Mit Friedrich Merz könnte eine Rechtsverschiebung der politischen Kultur drohen. Aber die neue Koalition würde ein solcher Gegner zusammenschweißen.

Dritter Anlauf: Friedrich Merz kanditiert wieder Foto: Rainer Zensen/imago

W etten, dass Friedrich Merz neuer CDU-Chef wird? Ja, genau, dieser ewige Möchtegern aus Brilon, der auf der Bundesebene noch nie etwas gewonnen hat. Gerade weil er wie ein Mann von gestern wirkt, der sich zum dritten Mal aufdrängt, passt der altmodische Sauerländer perfekt in die aktuelle Retro-Stimmung.

Wenn sich das halbe Land wieder samstagabends selig vor dem guten alten ZDF zusammenkuschelt und wie befreit über die Herrenwitze eines 71-jährigen Moderators zum tiefen Ausschnitt seiner Assistentin lacht, für wen werden sich die Mitglieder der CDU dann wohl entscheiden?

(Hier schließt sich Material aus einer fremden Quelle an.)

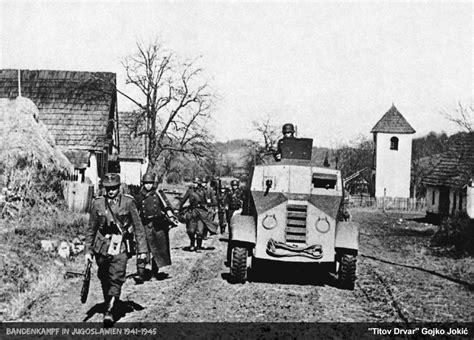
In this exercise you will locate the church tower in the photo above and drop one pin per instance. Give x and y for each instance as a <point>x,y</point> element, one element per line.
<point>393,143</point>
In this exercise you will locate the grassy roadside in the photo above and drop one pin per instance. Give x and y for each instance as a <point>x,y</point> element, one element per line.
<point>29,274</point>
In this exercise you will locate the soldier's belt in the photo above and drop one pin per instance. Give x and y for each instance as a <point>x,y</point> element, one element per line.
<point>280,249</point>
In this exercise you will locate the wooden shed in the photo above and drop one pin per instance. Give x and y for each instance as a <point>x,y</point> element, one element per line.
<point>78,108</point>
<point>450,182</point>
<point>132,151</point>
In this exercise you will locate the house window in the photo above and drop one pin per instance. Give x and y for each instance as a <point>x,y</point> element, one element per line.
<point>394,143</point>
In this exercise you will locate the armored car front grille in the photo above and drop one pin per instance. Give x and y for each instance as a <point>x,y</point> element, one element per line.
<point>295,230</point>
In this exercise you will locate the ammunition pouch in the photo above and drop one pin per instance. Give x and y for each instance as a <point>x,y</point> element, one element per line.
<point>130,244</point>
<point>101,244</point>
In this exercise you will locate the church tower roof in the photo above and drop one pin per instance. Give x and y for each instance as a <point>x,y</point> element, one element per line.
<point>393,122</point>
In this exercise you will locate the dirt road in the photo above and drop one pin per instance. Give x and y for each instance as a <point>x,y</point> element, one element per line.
<point>196,287</point>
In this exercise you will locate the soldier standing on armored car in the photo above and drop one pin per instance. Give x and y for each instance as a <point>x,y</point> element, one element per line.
<point>288,131</point>
<point>152,214</point>
<point>110,217</point>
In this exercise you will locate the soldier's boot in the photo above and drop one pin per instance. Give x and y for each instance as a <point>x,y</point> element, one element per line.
<point>108,316</point>
<point>199,245</point>
<point>192,246</point>
<point>155,270</point>
<point>140,277</point>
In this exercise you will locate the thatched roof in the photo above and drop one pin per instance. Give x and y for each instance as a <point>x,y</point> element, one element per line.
<point>132,147</point>
<point>392,122</point>
<point>77,107</point>
<point>24,137</point>
<point>456,166</point>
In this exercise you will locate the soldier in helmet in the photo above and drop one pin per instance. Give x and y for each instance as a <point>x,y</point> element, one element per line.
<point>152,214</point>
<point>288,131</point>
<point>233,202</point>
<point>221,211</point>
<point>110,217</point>
<point>196,216</point>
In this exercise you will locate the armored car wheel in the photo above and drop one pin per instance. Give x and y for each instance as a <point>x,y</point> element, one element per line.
<point>346,271</point>
<point>238,263</point>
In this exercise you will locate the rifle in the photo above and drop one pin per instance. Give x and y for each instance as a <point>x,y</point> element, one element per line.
<point>169,215</point>
<point>86,282</point>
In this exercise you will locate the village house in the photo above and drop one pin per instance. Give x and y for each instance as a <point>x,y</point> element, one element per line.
<point>80,111</point>
<point>449,187</point>
<point>132,150</point>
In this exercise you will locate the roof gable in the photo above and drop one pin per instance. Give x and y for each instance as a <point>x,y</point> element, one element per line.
<point>456,166</point>
<point>77,107</point>
<point>393,122</point>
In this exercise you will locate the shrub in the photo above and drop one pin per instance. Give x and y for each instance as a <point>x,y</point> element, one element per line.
<point>456,231</point>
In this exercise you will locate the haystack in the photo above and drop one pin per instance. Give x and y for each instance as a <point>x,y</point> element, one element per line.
<point>24,137</point>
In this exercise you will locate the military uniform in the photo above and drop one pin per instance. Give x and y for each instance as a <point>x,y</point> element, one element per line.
<point>233,201</point>
<point>110,218</point>
<point>152,214</point>
<point>288,131</point>
<point>196,217</point>
<point>221,209</point>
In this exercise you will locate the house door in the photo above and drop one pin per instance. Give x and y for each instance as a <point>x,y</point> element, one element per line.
<point>444,201</point>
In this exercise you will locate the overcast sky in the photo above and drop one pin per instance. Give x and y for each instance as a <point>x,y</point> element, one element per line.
<point>333,69</point>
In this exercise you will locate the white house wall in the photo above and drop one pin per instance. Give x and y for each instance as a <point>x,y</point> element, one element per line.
<point>432,206</point>
<point>393,166</point>
<point>91,171</point>
<point>131,172</point>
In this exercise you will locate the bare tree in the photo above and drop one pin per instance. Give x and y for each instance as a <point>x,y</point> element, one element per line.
<point>173,104</point>
<point>270,135</point>
<point>463,116</point>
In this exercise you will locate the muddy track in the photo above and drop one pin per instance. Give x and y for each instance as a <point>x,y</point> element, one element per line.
<point>197,288</point>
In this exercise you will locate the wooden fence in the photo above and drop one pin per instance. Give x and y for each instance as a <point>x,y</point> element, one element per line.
<point>387,203</point>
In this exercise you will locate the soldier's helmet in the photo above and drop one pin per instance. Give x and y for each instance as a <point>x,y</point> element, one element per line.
<point>148,178</point>
<point>288,127</point>
<point>111,180</point>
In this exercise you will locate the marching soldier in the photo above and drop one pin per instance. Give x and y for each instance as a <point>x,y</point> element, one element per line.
<point>233,201</point>
<point>152,214</point>
<point>288,131</point>
<point>196,216</point>
<point>221,194</point>
<point>111,216</point>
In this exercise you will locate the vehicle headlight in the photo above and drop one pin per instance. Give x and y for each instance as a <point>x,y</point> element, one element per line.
<point>269,222</point>
<point>323,225</point>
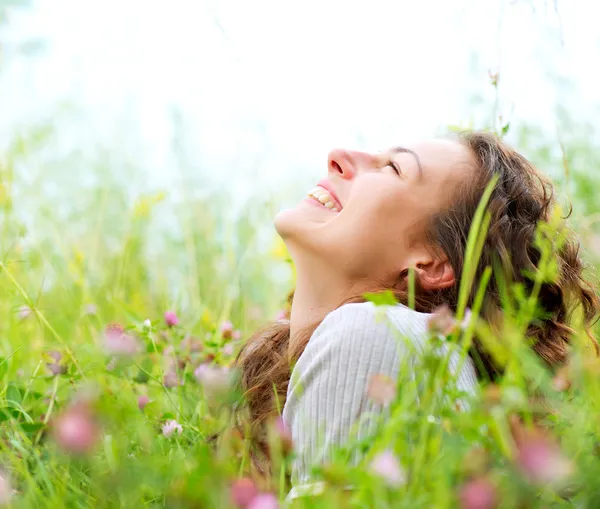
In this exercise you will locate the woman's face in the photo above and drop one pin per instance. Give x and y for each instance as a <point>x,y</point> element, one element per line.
<point>367,218</point>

Nun sage bitte keiner, das könne man doch nicht vergleichen. Klar, Thomas Gottschalk hat Ironie, Merz Rachsucht. Das eine ist eine alberne Fernsehshow, das andere Politik. Aber in einer Zeit, in der die Nachrichten abwechselnd von Corona-, Klima- und Belarus-Katastrophen handeln, also zunehmend Gruselfilmen gleichen, wächst auch die Sehnsucht nach einer politischen Führungsgestalt, die dafür sorgt, dass alles endlich wieder schön übersichtlich und gemütlich wird. So wie es früher natürlich auch nie wirklich war, aber in der wehmütig verklärten Erinnerung erscheint. Auf seine Weise hat davon schon Olaf Scholz bei der Bundestagswahl profitiert. Auch er stand ja für alles andere als Aufbruch.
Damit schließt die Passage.